APPV717I (APP/Ld) mice were generated and characterized previously . These mice were crossbred to the PolgAD257A/D257A mitochondrial DNA mutator mice . At 12 months of age, the mice were deeply anesthetized with ketamine/xylazine and transcardially perfused with PBS containing protease (Cocktail Set III, Animal-free, Cat#: 535140, Calbiochem) and phosphatase (Halt Phosphatase Cocktail Prod#: 1861277 Thermo Scientific) inhibitors. Brains were excised and one hemibrain was drop fixed in 4% PFA and cryopreserved in 30% sucrose, PBS for immunohistochemistry, while the other hemibrain was flash frozen in liquid nitrogen for biochemical analysis. All mice were maintained in microisolator cages in the Barrier Facilities of Northwestern University Center for Comparative Medicine. All animal procedures were in strict accordance with the National Institutes of Health Guide for the Care and Use of Laboratory Animals and were Northwestern University Animal Care and Use Committee approved.

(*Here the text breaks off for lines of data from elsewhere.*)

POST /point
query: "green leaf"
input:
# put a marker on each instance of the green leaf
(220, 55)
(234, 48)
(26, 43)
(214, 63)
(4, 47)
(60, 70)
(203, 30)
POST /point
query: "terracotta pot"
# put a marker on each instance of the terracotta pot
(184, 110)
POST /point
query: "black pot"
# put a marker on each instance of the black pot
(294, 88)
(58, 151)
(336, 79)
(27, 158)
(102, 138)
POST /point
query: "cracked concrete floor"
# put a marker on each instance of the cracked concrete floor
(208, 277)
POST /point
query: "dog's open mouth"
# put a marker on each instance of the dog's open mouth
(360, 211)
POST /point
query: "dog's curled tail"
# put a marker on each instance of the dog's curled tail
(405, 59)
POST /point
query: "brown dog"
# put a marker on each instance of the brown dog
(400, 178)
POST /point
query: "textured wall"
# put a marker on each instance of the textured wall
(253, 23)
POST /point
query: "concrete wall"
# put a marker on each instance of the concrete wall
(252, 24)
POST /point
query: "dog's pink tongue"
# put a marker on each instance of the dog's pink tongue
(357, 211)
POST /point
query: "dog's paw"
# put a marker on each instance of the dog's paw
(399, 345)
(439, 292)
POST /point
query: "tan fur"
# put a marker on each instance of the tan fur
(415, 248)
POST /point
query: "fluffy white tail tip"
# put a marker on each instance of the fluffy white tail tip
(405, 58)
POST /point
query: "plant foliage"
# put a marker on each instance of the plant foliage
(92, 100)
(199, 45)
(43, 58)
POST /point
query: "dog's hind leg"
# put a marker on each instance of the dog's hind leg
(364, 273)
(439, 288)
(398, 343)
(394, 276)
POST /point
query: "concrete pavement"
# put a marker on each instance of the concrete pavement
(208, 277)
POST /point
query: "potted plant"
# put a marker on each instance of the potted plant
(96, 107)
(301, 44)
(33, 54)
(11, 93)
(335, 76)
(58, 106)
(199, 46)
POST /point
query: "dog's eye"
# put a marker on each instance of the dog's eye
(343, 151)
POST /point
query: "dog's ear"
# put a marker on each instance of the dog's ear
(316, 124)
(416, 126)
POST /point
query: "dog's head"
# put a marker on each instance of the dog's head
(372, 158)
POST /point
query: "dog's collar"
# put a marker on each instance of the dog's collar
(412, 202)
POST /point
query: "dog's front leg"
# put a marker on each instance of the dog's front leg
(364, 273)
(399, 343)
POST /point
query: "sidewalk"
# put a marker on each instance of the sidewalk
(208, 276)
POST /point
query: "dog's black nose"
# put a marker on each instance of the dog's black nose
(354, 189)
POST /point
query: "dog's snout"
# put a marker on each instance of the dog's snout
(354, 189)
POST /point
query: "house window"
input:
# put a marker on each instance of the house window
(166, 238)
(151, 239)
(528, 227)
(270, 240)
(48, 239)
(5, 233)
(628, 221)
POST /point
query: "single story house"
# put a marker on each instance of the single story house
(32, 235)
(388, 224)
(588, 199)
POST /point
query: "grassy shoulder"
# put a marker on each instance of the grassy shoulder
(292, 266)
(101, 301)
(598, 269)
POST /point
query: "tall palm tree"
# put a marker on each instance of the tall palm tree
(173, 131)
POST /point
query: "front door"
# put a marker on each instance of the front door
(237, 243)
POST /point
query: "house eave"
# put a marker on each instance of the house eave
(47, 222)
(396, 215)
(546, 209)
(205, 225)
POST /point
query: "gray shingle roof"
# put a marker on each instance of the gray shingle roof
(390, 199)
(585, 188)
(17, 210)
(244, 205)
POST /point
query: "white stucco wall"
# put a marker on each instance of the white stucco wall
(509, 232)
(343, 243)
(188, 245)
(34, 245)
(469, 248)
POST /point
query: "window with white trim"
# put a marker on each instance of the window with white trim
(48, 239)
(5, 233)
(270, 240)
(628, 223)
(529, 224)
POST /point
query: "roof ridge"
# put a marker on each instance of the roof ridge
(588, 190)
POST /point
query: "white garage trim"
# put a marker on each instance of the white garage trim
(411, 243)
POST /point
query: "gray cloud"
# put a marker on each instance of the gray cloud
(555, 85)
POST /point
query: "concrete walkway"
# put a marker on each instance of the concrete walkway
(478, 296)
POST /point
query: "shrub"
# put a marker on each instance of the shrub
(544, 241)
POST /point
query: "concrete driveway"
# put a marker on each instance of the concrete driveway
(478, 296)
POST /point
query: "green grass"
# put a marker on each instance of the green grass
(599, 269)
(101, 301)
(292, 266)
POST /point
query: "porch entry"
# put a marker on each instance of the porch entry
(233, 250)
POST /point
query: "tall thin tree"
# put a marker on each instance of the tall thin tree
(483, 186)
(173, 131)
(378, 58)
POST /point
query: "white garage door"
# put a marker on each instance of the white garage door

Tissue preparation for biochemical analysis
Hemibrains were flash frozen in liquid N2 and stored at -80°C. Frozen mouse hemibrains were homogenized in 1× PBS, 1% Triton X-100, 1× protease inhibitor cocktail (Calbiochem), and 1× Halt phosphatase inhibitor cocktail (Thermo Scientific). Total protein concentration was determined by the BCA method (Pierce).
Human Aβ42 ELISA
Total Aβ42 levels in brain homogenates were determined using a human Aβ (1-42) ELISA kit (Wako Pure Chemical Industries, Ltd.), according to manufacturer’s recommendations. Briefly, APP/Ld and D257A; APP/Ld brain homogenates (~1 mg total protein) was extracted for four hours in 5 M guanidine-HCl at room temperature (300 μl total volume). Homogenates were further diluted 10-fold in ice-cold casein buffer (0.25% casein/0.05% sodium azide/5 mmol/l EDTA, pH 8.0 in PBS with 1× protease inhibitor cocktail (Calbiochem), centrifuged at 16,000 g for 20 min at 4°C, and then diluted again 1:50 with Standard diluent. Samples were run in duplicates on Aβ42-specific ELISA (100 μl/well). Optical densities (450 nm) of each well were read on a Spectra Max 250 plate reader (Molecular Devices Corp., Sunnyvale, CA), and sample Aβ42 concentrations were determined by comparison with the Aβ42 standard curves. Each reading was conducted in the linear range of the assay. Aβ42 concentration values were normalized to total brain protein concentrations and were expressed as nanograms of Aβ42 per milligram total protein, and the average of the duplicates was defined as the Aβ42 concentration for a given mouse.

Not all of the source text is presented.